The exact exception is below:
Task twitter[a974bfcc-d6ca-4baf-b36f-cae9143ce2d9] raised exception: OperationFailure(u'database error: unauthorized db:data lock type:-1 client:68.193.49.9',)
Traceback (most recent call last):
File "/Library/Frameworks/Python.framework/Versions/2.6/lib/python2.6/site-packages/celery/execute/trace.py", line 36, in trace
return cls(states.SUCCESS, retval=fun(*args, **kwargs))
File "/Library/Frameworks/Python.framework/Versions/2.6/lib/python2.6/site-packages/celery/app/task/__init__.py", line 232, in __call__
return self.run(*args, **kwargs)
File "/Library/Frameworks/Python.framework/Versions/2.6/lib/python2.6/site-packages/celery/app/__init__.py", line 172, in run
return fun(*args, **kwargs)
File "/djangoblog/network/tasks.py", line 40, in twitter
n_twitter.GetTweetsTwitter(user)
File "/djangoblog/network/twitter.py", line 255, in GetTweetsTwitter
id = SaveTweet(user, network, tweet)
File "/djangoblog/network/twitter.py", line 150, in SaveTweet
if mmo.Moment.objects(user=user.id,source_id=id,network=network.id).count() == 0:
File "/Library/Frameworks/Python.framework/Versions/2.6/lib/python2.6/site-packages/mongoengine/queryset.py", line 933, in count
return self._cursor.count(with_limit_and_skip=True)

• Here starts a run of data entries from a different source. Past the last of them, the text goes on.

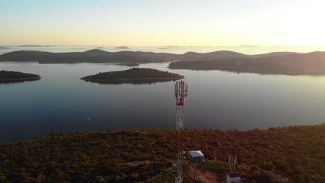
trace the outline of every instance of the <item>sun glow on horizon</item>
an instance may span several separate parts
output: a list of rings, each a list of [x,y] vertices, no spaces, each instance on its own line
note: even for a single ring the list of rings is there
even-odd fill
[[[1,3],[0,45],[325,46],[319,0]]]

File "/Library/Frameworks/Python.framework/Versions/2.6/lib/python2.6/site-packages/mongoengine/queryset.py", line 563, in _cursor
self._cursor_obj = self._collection.find(self._query,
File "/Library/Frameworks/Python.framework/Versions/2.6/lib/python2.6/site-packages/mongoengine/queryset.py", line 493, in _collection
if self._collection_obj.name not in db.collection_names():
File "/Library/Frameworks/Python.framework/Versions/2.6/lib/python2.6/site-packages/pymongo/database.py", line 361, in collection_names
names = [r["name"] for r in results]
File "/Library/Frameworks/Python.framework/Versions/2.6/lib/python2.6/site-packages/pymongo/cursor.py", line 703, in next
if len(self.__data) or self._refresh():
File "/Library/Frameworks/Python.framework/Versions/2.6/lib/python2.6/site-packages/pymongo/cursor.py", line 666, in _refresh
self.__uuid_subtype))
File "/Library/Frameworks/Python.framework/Versions/2.6/lib/python2.6/site-packages/pymongo/cursor.py", line 628, in __send_message self.__tz_aware)
File "/Library/Frameworks/Python.framework/Versions/2.6/lib/python2.6/site-packages/pymongo/helpers.py", line 101, in _unpack_response error_object["$err"])
OperationFailure: database error: unauthorized db:data lock type:-1 client:68.193.49.9
Sorry for the formatting but if you look at the line that starts with mmo.Moment there's a connection being opened right before that's called.
Doing a bit of research it looks as if it has something to do with the way threading is handled in PyMongo - http://api.mongodb.org/python/1.5.1/faq.html#how-does-connection-pooling-work-in-pymongo - I may need to start closing the connections but I'd expect MongoEngine to be doing this..
This is likely due to the fact that you are not calling db.authenticate() when you start the new connection and are using auth on MongoDB.
Regarding the closing of threads, I would recommend making sure you are using connection pooling and letting the driver manage the pools (calling close() or similar manually can lead to a lot of pain).
For more info see the note in the pymongo documentation about using authenticate() in a multi-threaded environment.